Chicken food comes in a wide array of choices that can be confusing, so here’s the scoop. It is recommended that you feed your chicks the following:
- 0-8 weeks: 18-20% starter feed crumbles
- 8-14 weeks: 16-18% starter/grower
- 15-18 weeks: 16% finisher
- 18 weeks upward: 16% layer feed
Chick feed can come as medicated or un-medicated.
The medicated feed is medicated with a coccidiostat, which protects them from coccidiosis – a terrible disease.
If your chicks have been vaccinated at source for coccidia, then do not use medicated feed.
Chicks are messy; they will scratch their food all over the place, poop in it and get their bedding in it, so you need a feeder that will eliminate some of that mess.
Once they start eating greens such as short grass or dandelions, they will need a small dish of chick grit to help their digestion and make sure they don’t get an impacted crop.
Water is essential to the well-being of all living things, and chickens are no exception. The water should be at Goldilocks temperature. Not too hot, not too cold, just right.
First dip each chicken’s beak in water so they know where they are so they can all find the water bowl. Do the same with your food plate.
If the chicks are only two days old, you should add a few clean pebbles or balls to the bucket to keep them from falling and drowning.
After about a week, you can remove the chicks as they are large enough not to drown.
You can add an electrolyte/vitamin supplement to the water for the first few days to get them off to a good start.
Change the water frequently (several times per day) as they will kick bedding etc. into the water regularly.

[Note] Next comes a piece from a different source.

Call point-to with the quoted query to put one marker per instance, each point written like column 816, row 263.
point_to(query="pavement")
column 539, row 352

Whoever said ‘cleanliness is next to godliness’ never kept chickens. I have already told you that chicks are messy, so you’ll be “room service” for them!
Incubators, feeders and drinkers must be kept clean. The stool should be cleaned daily and the filler should be changed as often as needed. They should be replaced as soon as they get wet.
Remember that broilers are very warm, dung and damp, which is a perfect environment for bacteria to thrive.
Clean and disinfect feeders and drinkers at least every other day. If your chickens are dirty like mine, you will have to throw away a lot of feed. As soon as you put poop in the food trough, the food is gone.
Of course don’t forget to sanitize and wash your hands before handling or handling food!
A broiler full of chickens needs to be somewhere safe from predators and classify pets as predators as well.
If kept indoors, it should be kept in a separate room or in a secure box lid to prevent Fido and Fluffy from accessing these little fluffy balls.
Do not place in areas such as bedrooms, dining rooms and kitchens. They cause a lot of dust and dander, and people with dust allergies can have problems at home.
Keeping chickens in farm buildings requires excluding possible predators nearby.
Rats love chickens, as do foxes, weasels, raccoons, and numerous other carnivores.
Intensive care is required until approximately 12 weeks of age.
So there you have it – the complete guide to raising chicks and chickens.